One of the rockets hit an empty lot near the former home of fugitive Taliban leader Mullah Mohammed Omar (search) which now houses U.S. special forces troops, said Gen. Salim Khan, the deputy police chief. The other two hit elsewhere in the city.

Khan blamed Taliban (search) rebels for the attack, which occurred at about 3 a.m.

"The one rocket hit right next to Mullah Omar's home, and two other rockets hit fields in Kandahar city," said Khan. "The Taliban did this. Nobody else would do such a thing."

U.S. troops cordoned off the area next to Mullah Omar's old home, keeping residents and journalists a good distance away.

Meanwhile, a purported Taliban spokesman claimed responsibility for an ambush of a police convoy in southern Afghanistan, and said insurgents had killed a district police chief after taking him captive. Mullah Latif Hakimi said the man was killed for collaborating with the U.S.

Ten other officers taken captive in the ambush on Thursday were still alive, he said.

Hakimi often calls news organizations to claim responsibility for attacks on behalf of the Taliban.
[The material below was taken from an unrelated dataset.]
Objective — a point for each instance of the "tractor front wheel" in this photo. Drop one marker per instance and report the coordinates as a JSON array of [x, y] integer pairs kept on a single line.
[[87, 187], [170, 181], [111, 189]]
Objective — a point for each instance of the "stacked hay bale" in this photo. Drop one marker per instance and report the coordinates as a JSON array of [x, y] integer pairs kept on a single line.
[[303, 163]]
His information has sometimes proven untrue or exaggerated, and his exact tie to the group's leadership is unclear.

In other violence, rebels attacked a government office Saturday in Zabul province's Daychopan district and an ensuing two-hour gunbattle left four insurgents dead, said provincial spokesman Ali Khail. The attackers fled after U.S. helicopters arrived to back up the Afghan troops on the ground, he said.
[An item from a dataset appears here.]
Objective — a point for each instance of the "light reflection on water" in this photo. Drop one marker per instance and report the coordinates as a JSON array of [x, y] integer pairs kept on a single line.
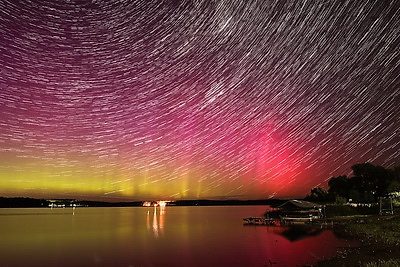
[[162, 236]]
On Friday, rebels detonated a bomb hidden next to a road in nearby Helmand province as a government vehicle was passing, said Mohammed Wali, spokesman for the provincial governor. A soldier in the vehicle was killed, he said.

In Kandahar province's Shah Wali Kot district, fighting Friday between Afghan soldiers and Taliban rebels left two insurgents dead, local army commander Gen. Muslim Amid said.

Attacks across the country have increased since March, when snow melted on mountain passes used by the insurgents. About 240 suspected rebels and 29 U.S. troops have been killed in the recent violence, according to Afghan and U.S. officials.